By appending the id field to the path, we are effectively nullifying
this particular
concern. Each qemu instance will get its own unique path and monitor. If a migration fails, we can roll back.
No, you've not nullified the problem. This only helps the cases where libvirt generates the path. This is only a subset of affected cases. Just one example:
<graphics type='vnc' socket='/some/path/QEMUGuest1-vnc.sock'>
there are many other parts of the domain XML that accept UNIX socket paths where the mgmt app picks the socket path. Nothing is validating this to prevent clashes between the src+dst QEMU on the same host, meaning on migration rollback, src QEMU is broken.

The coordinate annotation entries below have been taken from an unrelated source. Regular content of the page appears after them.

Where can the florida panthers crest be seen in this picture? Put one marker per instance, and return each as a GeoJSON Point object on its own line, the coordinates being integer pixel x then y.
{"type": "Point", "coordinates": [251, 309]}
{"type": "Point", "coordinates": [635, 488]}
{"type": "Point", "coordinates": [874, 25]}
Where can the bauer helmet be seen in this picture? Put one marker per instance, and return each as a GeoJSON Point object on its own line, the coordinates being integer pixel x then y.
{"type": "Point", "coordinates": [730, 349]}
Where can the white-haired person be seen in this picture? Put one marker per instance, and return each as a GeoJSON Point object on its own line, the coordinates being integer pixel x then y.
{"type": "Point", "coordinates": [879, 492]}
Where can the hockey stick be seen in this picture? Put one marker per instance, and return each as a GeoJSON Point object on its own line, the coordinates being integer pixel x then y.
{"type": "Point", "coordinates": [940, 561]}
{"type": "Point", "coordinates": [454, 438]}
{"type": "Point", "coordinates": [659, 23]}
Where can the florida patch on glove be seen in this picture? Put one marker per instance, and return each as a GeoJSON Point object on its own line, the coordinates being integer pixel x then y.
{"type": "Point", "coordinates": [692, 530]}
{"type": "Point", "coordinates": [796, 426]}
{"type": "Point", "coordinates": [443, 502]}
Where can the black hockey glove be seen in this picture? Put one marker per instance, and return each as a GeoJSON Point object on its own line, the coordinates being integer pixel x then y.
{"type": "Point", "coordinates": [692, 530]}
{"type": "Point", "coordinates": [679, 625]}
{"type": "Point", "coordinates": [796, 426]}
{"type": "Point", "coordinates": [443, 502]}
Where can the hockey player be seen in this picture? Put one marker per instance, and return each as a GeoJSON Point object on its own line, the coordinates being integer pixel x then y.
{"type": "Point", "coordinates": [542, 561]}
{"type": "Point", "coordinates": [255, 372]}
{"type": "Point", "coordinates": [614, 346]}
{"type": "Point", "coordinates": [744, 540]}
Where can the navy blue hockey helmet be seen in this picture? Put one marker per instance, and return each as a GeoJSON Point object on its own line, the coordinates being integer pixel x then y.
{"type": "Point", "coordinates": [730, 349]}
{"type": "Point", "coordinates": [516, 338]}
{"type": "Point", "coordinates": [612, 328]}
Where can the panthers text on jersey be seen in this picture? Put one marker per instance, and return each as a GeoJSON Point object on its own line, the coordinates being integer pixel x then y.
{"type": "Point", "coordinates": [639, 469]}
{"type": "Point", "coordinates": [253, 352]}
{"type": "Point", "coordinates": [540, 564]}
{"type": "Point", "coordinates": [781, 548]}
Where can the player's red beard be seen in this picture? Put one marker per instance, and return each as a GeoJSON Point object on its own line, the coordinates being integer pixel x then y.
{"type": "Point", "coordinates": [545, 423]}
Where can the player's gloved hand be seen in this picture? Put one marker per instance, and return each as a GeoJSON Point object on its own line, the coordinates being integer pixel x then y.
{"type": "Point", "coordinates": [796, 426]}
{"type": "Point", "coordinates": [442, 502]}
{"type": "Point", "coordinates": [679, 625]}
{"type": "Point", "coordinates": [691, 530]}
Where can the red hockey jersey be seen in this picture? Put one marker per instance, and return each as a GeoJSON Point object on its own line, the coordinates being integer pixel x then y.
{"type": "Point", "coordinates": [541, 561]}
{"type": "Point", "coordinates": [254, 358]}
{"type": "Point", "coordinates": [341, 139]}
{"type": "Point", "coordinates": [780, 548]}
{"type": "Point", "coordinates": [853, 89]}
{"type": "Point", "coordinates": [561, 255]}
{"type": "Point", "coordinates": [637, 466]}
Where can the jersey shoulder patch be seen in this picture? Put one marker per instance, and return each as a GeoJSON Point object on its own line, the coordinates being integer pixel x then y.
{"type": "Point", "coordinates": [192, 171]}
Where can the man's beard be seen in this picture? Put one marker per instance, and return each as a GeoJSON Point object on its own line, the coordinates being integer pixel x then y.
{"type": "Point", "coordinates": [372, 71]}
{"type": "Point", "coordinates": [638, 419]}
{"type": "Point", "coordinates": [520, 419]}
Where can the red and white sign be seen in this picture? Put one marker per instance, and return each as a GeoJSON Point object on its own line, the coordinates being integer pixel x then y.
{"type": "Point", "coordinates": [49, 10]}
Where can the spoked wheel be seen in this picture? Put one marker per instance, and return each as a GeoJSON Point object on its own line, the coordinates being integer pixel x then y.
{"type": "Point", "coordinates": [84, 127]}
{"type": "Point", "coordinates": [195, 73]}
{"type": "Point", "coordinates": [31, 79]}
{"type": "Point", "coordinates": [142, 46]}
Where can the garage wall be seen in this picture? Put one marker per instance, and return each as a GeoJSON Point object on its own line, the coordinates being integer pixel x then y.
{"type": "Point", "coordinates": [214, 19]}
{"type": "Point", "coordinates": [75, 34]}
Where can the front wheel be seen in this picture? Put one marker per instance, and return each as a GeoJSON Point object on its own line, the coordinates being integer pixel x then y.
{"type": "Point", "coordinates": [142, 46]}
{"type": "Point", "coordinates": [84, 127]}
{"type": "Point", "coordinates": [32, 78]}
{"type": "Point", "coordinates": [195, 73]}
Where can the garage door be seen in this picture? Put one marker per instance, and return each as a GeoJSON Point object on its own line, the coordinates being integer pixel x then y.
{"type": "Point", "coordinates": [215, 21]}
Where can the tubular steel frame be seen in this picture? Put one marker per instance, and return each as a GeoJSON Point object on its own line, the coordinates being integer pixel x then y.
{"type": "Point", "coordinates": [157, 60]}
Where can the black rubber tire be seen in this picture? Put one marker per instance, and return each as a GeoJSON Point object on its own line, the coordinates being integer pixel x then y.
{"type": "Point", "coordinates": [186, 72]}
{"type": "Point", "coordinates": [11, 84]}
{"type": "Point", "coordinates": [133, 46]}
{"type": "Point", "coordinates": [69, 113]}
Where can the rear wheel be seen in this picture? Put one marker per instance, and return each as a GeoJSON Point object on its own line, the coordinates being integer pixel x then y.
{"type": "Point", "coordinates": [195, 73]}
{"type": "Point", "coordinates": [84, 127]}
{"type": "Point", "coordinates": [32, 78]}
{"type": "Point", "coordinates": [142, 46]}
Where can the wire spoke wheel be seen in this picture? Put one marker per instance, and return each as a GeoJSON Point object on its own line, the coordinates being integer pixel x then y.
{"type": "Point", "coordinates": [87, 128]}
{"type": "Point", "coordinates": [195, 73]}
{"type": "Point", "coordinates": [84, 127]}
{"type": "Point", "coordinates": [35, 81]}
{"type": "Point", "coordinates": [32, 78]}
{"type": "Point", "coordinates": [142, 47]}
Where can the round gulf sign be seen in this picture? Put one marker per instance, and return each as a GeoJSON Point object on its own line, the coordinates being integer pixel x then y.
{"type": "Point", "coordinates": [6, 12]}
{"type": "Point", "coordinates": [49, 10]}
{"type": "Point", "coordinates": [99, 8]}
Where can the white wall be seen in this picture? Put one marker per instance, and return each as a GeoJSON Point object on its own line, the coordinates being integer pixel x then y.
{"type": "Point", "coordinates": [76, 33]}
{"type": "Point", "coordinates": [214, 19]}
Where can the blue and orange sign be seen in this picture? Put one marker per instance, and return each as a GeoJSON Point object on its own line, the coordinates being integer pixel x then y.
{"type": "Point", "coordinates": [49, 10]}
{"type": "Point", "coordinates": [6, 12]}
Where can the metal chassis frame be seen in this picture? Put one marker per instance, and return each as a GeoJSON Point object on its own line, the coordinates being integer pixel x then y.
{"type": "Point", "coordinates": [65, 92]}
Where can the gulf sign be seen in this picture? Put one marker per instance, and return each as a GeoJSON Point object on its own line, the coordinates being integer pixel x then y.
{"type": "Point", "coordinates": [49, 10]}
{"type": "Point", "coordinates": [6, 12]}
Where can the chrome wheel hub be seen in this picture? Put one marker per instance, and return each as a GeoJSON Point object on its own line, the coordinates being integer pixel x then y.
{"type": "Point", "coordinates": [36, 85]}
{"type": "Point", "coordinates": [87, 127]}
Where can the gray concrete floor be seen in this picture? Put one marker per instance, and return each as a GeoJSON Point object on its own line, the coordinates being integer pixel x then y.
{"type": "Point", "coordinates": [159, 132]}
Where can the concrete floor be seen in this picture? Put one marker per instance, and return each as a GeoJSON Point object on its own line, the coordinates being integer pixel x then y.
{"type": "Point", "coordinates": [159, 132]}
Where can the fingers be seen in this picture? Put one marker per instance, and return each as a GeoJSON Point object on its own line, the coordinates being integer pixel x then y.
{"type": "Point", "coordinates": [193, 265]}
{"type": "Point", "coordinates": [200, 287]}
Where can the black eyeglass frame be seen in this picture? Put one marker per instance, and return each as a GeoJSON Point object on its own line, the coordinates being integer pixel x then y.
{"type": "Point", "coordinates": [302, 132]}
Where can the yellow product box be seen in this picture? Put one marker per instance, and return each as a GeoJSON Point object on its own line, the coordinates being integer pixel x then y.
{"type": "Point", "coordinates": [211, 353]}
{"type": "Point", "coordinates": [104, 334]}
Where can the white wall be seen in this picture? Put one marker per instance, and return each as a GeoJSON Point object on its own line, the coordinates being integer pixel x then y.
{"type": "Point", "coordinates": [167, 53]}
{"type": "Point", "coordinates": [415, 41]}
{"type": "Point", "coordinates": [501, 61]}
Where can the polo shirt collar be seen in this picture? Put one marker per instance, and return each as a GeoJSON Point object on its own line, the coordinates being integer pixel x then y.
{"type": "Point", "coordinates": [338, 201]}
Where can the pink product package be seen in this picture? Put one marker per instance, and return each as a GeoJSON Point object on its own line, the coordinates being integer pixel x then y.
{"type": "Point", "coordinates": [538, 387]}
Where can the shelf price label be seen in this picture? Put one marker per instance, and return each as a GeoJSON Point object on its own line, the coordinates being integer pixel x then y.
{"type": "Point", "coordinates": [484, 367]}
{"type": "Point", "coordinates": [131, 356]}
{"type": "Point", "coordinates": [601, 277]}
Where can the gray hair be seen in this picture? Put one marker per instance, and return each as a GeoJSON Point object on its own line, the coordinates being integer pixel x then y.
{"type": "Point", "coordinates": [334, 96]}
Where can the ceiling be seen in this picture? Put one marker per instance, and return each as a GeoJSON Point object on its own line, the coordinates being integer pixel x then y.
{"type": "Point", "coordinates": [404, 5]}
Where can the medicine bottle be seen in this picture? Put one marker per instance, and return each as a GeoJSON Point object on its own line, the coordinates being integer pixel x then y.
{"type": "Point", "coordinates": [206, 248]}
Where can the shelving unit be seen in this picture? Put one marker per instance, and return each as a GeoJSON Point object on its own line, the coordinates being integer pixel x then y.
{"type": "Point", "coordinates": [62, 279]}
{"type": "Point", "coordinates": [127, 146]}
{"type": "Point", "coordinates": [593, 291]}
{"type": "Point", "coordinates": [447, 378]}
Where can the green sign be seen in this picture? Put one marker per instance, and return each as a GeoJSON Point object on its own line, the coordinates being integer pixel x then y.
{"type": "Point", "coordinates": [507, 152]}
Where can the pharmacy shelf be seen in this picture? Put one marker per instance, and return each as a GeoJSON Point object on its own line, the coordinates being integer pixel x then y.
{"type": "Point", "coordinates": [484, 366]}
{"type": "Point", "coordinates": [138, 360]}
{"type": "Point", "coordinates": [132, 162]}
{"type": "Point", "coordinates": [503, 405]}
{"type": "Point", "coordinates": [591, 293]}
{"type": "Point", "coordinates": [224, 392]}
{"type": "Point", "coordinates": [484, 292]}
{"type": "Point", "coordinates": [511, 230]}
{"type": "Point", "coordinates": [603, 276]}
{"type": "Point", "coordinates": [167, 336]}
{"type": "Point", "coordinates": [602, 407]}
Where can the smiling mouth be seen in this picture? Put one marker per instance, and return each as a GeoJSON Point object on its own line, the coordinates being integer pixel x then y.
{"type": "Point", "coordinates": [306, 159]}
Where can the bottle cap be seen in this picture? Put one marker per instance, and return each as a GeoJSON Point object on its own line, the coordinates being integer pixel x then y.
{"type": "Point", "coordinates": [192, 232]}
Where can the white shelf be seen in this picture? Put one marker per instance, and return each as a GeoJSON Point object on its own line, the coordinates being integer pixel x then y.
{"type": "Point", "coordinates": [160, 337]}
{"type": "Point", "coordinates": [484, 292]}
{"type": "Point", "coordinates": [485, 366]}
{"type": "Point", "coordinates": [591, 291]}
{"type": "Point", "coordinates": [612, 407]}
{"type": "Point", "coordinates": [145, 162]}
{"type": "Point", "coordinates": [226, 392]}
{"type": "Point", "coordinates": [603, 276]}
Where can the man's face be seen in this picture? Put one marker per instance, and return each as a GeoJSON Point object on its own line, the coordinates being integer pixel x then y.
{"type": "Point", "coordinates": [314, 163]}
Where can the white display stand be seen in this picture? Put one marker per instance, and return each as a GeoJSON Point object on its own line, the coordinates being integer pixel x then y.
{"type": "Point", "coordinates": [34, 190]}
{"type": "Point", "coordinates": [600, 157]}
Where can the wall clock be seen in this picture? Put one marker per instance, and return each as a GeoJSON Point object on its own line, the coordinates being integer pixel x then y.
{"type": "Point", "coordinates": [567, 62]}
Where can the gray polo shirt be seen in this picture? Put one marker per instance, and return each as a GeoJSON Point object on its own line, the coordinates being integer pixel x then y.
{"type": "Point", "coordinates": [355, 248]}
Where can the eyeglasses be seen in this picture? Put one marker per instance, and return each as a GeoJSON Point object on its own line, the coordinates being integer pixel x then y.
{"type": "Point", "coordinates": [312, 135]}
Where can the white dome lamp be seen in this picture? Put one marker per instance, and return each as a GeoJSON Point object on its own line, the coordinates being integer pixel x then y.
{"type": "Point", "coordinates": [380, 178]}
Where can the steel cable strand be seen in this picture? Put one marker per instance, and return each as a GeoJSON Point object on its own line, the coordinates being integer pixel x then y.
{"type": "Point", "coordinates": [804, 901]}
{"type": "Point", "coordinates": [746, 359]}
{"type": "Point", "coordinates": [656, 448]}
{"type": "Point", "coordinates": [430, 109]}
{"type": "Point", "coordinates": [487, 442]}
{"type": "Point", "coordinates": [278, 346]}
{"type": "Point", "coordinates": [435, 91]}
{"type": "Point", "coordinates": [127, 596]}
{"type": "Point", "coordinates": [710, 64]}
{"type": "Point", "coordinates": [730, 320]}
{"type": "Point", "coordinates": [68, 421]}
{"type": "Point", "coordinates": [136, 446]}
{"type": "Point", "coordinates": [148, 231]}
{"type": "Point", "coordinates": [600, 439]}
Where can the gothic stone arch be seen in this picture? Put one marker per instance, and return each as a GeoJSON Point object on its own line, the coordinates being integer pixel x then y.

It is true that I have not covered all the use cases. I would like to know if the approach using the symlink is acceptable. In that case we can have the same design for externally generated paths as well. Siting your example, if management application provides a path like
<graphics type='vnc' socket='/some/path/QEMUGuest1-vnc.sock'>
We can always consider the path "'/some/path/QEMUGuest1-vnc.sock'" as a symlink to the internally generated path generated appending the ID field.
/some/path/QEMUGuest1-vnc.sock--->/some/path-ID/QEMUGuest1-vnc.sock.
The management application will always refer by the path it has provided and will be valid even during migration. At the end of migration the symlink will be changed to point to the destination QEMU.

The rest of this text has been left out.